• Tidak ada hasil yang ditemukan

TINJAUAN PUSTAKA

3.3 Metode Penelitian .1 Persiapan

3.3.1.1 Persiapan Kandang dan Laboratorium

Persiapan kandang dimulai dengan pembersihan kotoran dan debu menggunakan pembersih lantai dan Bayclin® sebagai disinfektan, sedangkan seluruh peralatan seperti kotak dan botol dicuci dengan menggunakan air sabun dan Bayclin®. Botol-botol tersebut kemudian diisi dengan air minum yang diberikan kepada mencit. Kotak plastik juga diisi dengan kain perca agar dapat menyerap urin dan feses mencit di dalamnya dan agar mencit tidak kedinginan pada malam hari. Kandang dan kain perca yang digunakan dibersihkan setiap hari dengan menggunakan detergen dan disinfektan serta dikeringkan dengan cara dijemur.

Persiapan laboratorium untuk proses pembuatan sediaan histopatologi dan pengamatan yaitu dengan membersihkan dari kotoran dan debu. Kemudian alat yang digunakan untuk pengamatan juga dibersihkan agar mempermudah dalam penggunaan. Selain itu dilanjutkan dengan mendata bahan dan alat yang tersedia agar tidak terjadi kerusakan ataupun hilang dapat diketahui dengan cepat.

3.3.1.2 Persiapan Pakan dan Minum

Pakan yang diberikan berupa pelet komersial sebanyak ±5 gram/ekor/hari, jumlah ini sudah melebihi kebutuhan pakan seekor mencit setiap harinya. Penyimpanan pakan di tempat kering dengan membungkus dan membagi ke

dalam plastik transparan untuk memudahkan dalam pemberian pakan setiap harinya. Aqua® sebagai air minum diberikan secara ad libitum.

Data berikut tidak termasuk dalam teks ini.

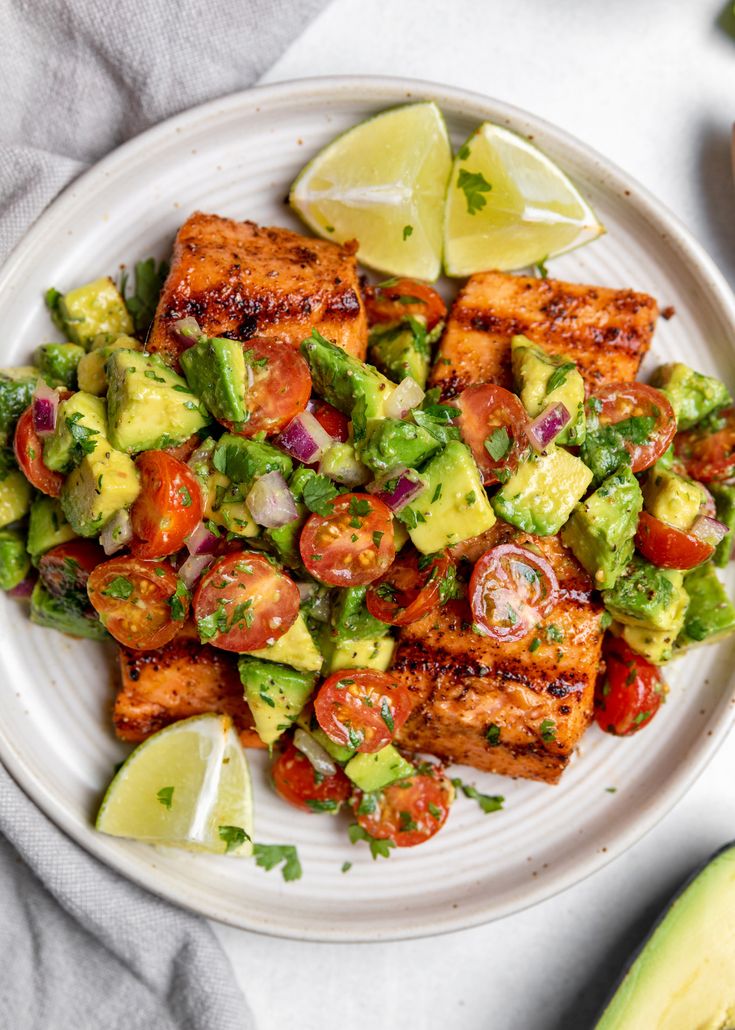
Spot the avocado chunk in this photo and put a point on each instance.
(148, 406)
(81, 424)
(543, 491)
(353, 387)
(215, 371)
(275, 693)
(295, 648)
(601, 528)
(684, 975)
(453, 506)
(692, 395)
(672, 499)
(710, 615)
(543, 379)
(392, 443)
(96, 307)
(645, 595)
(14, 562)
(375, 771)
(58, 363)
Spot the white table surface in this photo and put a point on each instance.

3.3.1.3 Adaptasi Mencit dan Pretreatment

Mencit yang digunakan dalam penelitian sebanyak 24 ekor yang terdiri dari 12 ekor mencit jantan dan 12 ekor mencit betina dengan rata-rata berumur 4 minggu dan mempunyai berat rata-rata ±18 gram. Mencit dimasukkan ke dalam kandang kotak plastik modifikasi dengan alas kain perca dan tutup kandang yang terbuat dari anyaman kawat dengan bingkainya terbuat dari kayu sehingga tidak melukai mencit (Gambar 6). Kandang diletakkan dalam ruangan dalam suhu ruangan yang memadai (27˚C) dengan dilengkapi ventilasi di kedua sisi kandang dan ditambah fan serta exhausefan untuk pertukaran udara. Mencit betina dan jantan diletakkan dalam kandang yang terpisah agar tidak terjadi perkawinan dan diberi label tiap kandangnya. Mencit diberi makan sebanyak 5 g/hari/mencit dan minum secara ad libitum. Adaptasi pada mencit dilakukan selama dua hari.

Gambar 7. Kandang Mencit

Setelah adaptasi selesai mencit diberi pretreatment dengan obat cacing albendazole dengan dosis 10 mg/kg BB. Setelah pemberian obat cacing, selama lima hari berturut-turut setelah itu mencit diberikan antibiotik Clavamox® 5 mg/kg BB. Terakhir, mencit diberikan antiprotozoa Flagyl® 10 mg/kg BB selama lima hari berturut-turut. Semua obat tersebut diberikan secara peroral

menggunakan sonde lambung. Selama masa pemeliharaan dan perlakuan, mencit diberi pakan sebanyak 5 gram/ekor/hari dengan air minum yang ad libitum.

3.4 Penelitian

3.4.1 Perlakuan Pada Kelompok Penelitian

Perlakuan yang dimaksud dalam penelitian ini merupakan pemberian ekstrak minyak jintan hitam. Selama masa perlakuan, mencit dibagi menjadi dua kelompok perlakuan yaitu kelompok jantan dan kelompok betina. Setiap kelompok baik jantan maupun betina dibagi lagi menjadi empat kelompok yang masing-masing kelompok terdiri atas 3 ekor mencit dan setiap kelompok diberikan perlakuan yang berbeda-beda dapat dilihat pada Tabel 7. Masa perlakuan ini berlangsung selama dua bulan yang dilakukan dengan cara pemberian peroral (cekok) Gambar 7.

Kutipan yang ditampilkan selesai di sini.